There’s some very interesting research showing that the quality of reintegration planning is a good predictor for whether or not a prisoner will re-offend. We’re talking 10 – 15 percent gains in reducing re-offending if we can bring about real improvements in this area.
CNews: What does the future hold for you?
DR: I may be undertaking some contract work for government departments. I’ll also be providing a service to barristers working in the criminal justice area, particularly in regard to risk assessment.
A career at Corrections
Working at Corrections is ‘just the job’ for around 7,500 staff. Careers at Corrections will again be profiled in a television programme and careers DVD called ‘Just the Job’ which has been produced by Dave Mason Productions.
The programme is scheduled to be screened on TV2 on Sunday 6 January 2013 at 4.30pm and the same programme will be repeated the following Saturday 12 January 2013 at 9.30am.
In series 7, the roles featured are corrections officers, case managers and offender employment instructors. Series 6 last year featured a psychologist, programme facilitator, nurse, probation officer and community work supervisor.
In the programme, staff talk about their work to a ‘student’ and take the student through real life work scenarios. Staff also play the part of prisoners. It took six days of filming at Spring Hill Corrections Facility for the final 30 minute DVD.
A happy turn of events for one of the students in last year’s series resulted in her being hired by Corrections as a programme facilitator. As a student she had aspired to being a clinical psychologist but on following a programme facilitator during filming, she came to realise that a programme facilitator was a good option for her psychology degree.
All of the programmes show staff putting offenders at the centre of their efforts, and show corrections officers, instructors and case managers working together to this end. They are helping the prisoners to make the right choices and to make changes to their lives in order to stop them re-offending.

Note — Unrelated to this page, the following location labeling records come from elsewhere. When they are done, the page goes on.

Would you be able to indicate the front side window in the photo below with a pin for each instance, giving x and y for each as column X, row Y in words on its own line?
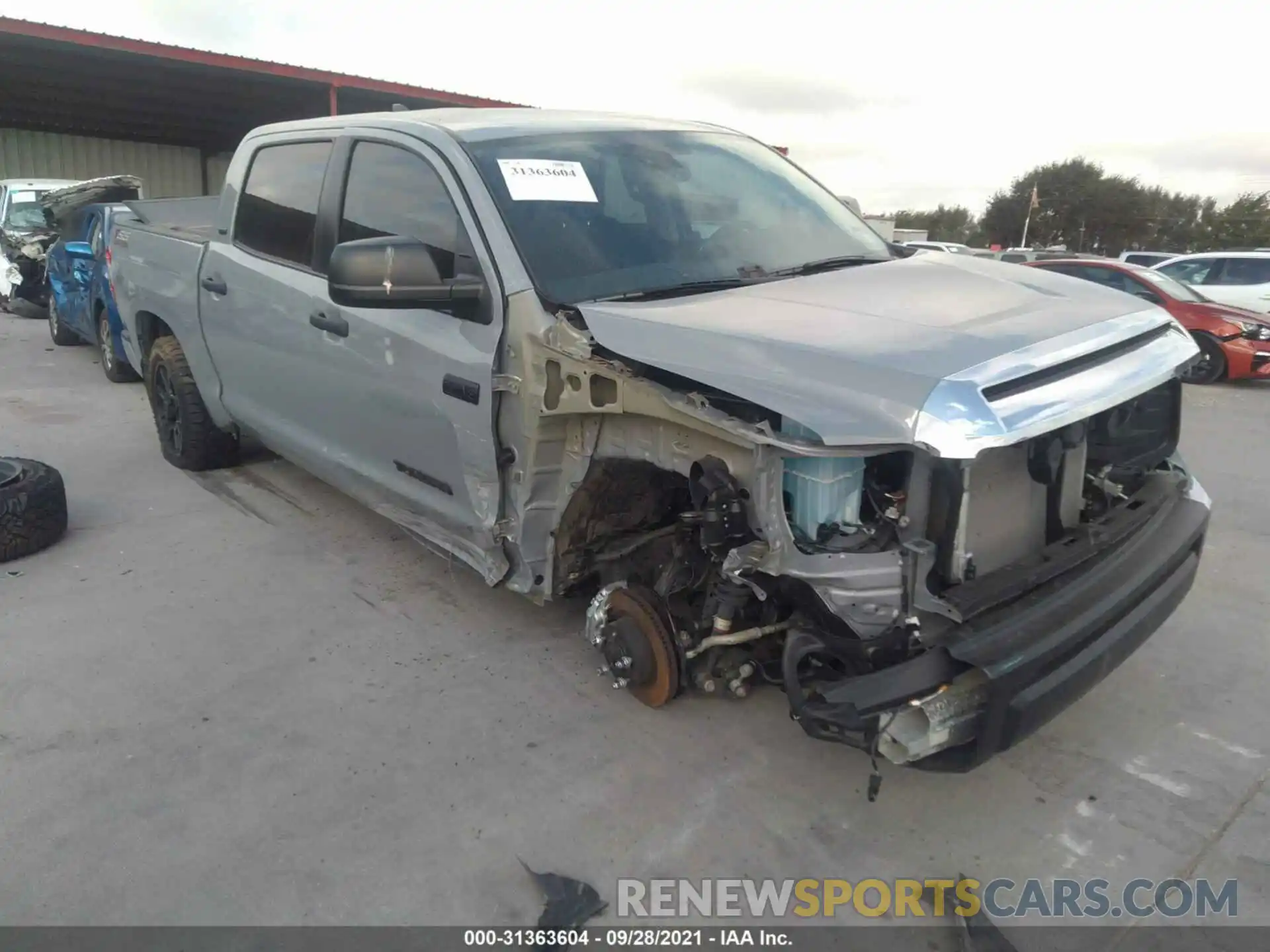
column 1191, row 272
column 600, row 215
column 394, row 192
column 1245, row 270
column 277, row 214
column 1170, row 286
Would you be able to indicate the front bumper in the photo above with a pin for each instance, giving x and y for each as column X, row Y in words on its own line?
column 1246, row 358
column 1037, row 655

Careers at Corrections will get wide exposure because, as well as being shown on television and on international Air New Zealand flights (from next year) the DVD has been distributed to careers advisors in all secondary schools and to all Career Services offices.
“We want school students contemplating a future at Corrections to anticipate what course they may need to take and to make the right vocational choices,” says Principal Adviser Recruitment Bridget Cooksley.